IntoWine asked our experts to share their favorite German red wines.  Here are their recommendations:

Germany is the new rising star of Pinot Noir – called Spatburgunder in German. Known for its rich heritage of making some of the world’s most memorable white wines, German winemakers are taking their understanding of cool climate viticulture and applying it to red wines.
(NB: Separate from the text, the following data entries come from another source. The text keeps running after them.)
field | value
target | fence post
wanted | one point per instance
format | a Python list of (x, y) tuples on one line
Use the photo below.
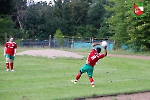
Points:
[(5, 37)]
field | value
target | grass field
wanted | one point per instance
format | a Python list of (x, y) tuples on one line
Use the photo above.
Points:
[(39, 78)]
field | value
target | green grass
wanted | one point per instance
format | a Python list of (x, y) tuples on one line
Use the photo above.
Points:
[(39, 78)]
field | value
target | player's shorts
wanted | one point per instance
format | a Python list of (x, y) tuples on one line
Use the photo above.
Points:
[(10, 56), (87, 68)]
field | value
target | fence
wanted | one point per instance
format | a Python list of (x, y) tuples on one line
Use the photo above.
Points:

Some of the best vineyard sites, or einzellage, have rocky soils and good drainage. The rocks retain the day’s warmth and reflect it back onto the vines at night. The einzellagen on the rock-strewn hillsides above Assmanhausen, overlooking the Rhine River, are some of the best in Germany for Pinot Noir.

The low yielding vines help producers like Robert Konig make a superior wine that is absolutely worth seeking out. Konig’s Assmannshauser Hollenberg Spatburgunder Spätlese Trocken (about $30), in particular, is a dry, medium alcohol, juicy wine with firm tannins and a real sense of place. 

Ben Spencer is a diploma student with the Wine & Spirit Education Trust and an IntoWine Featured Writer


Not known for red wines, Germany actually produces quite a bit. Dornfelder and pinot noir dominate the red category with pinot noir (spätburgunder) being the most well know. But Americans can’t pronounce that word, so we call it pinot.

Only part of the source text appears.